Using the structure theorem for $\mathbb F$-representable matroids proved by Geelen, Gerards and Whittle [12], it may be possible to prove the following special case of Conjecture 1.

Conjecture 3.  For every finite field $\mathbb F$, there is a $O(1)$-competitive algorithm for the matroid secretary problem on the class of $\mathbb F$-representable matroids.

I suspect this might be tricky since one basic class of $\mathbb F$-representable matroids are those representable over a subfield $\mathbb F’$ of $\mathbb F$, and I don’t see how to get a $O(1)$-competitive matroid secretary algorithm for  $\mathbb F’$-representable matroids unless we are doing some cunning induction.

On the other hand, the structure theorem for binary matroids is slightly simpler (due to the absence of subfields), so the following special case of Conjecture 3 may be doable.

Conjecture 4. There is a $O(1)$-competitive algorithm for the matroid secretary problem on binary matroids.


[1] Moshe Babaioff, Nicole Immorlica, and Robert Kleinberg. Matroids, secretary problems, and online mechanisms. In Proc. SODA, pages 434–443, 2007.

[2] E. B. Dynkin. The optimum choice of the instant for stopping a Markov process. Soviet Math. Dokl, 4, 1963.

[3] Sourav Chakraborty and Oded Lachish. Improved competitive ratio for the matroid secretary problem. In Proc. SODA, pages 1702–1712, 2012.

[4] Lachish, Oded. O(log log rank)-competitive ratio for the matroid secretary problem. Foundations of Computer Science (FOCS), 2014 IEEE 55th Annual Symposium on. IEEE, 2014.

[5] Feldman, Moran, Ola Svensson, and Rico Zenklusen.  A simple O(log log (rank))-competitive algorithm for the matroid secretary problem.  Proceedings of the Twenty-Sixth Annual ACM-SIAM Symposium on Discrete Algorithms. SIAM, 2015.

[6] José A. Soto. Matroid secretary problem in the random assignment model. In Proc. SODA, pages 1275–1284, 2011.

[7] S. Fujishige. Theory of principal partitions revisited. In Research Trends in Combinatorial Optimization, pages 127–162, 2009.

[8] Dinitz, Michael. Recent advances on the matroid secretary problem. ACM SIGACT News 44 (2013), no. 2, 126–142.

[9] Nedialko B. Dimitrov and C. Greg Plaxton. Competitive weighted matching in transversal matroids. In Proc. ICALP, pages 397–408, 2008.

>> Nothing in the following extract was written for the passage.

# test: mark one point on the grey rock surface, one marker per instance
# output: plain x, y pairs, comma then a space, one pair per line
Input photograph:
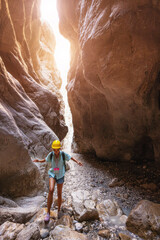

[10] Sungjin Im and Yajun Wang. Secretary problems: laminar matroid and interval scheduling. In Proc. SODA, pages 1265–1274, 2011.

[11] P. D. Seymour. Decomposition of regular matroids. J. Combin. Theory Ser. B, 28(3):305–359, 1980.

[12] J. Geelen, B. Gerards, G. Whittle. Structure in minor-closed-classes of matroids. Surveys in Combinatorics, London Mathematical Society Lecture Note Series 409, 327–362, 2013.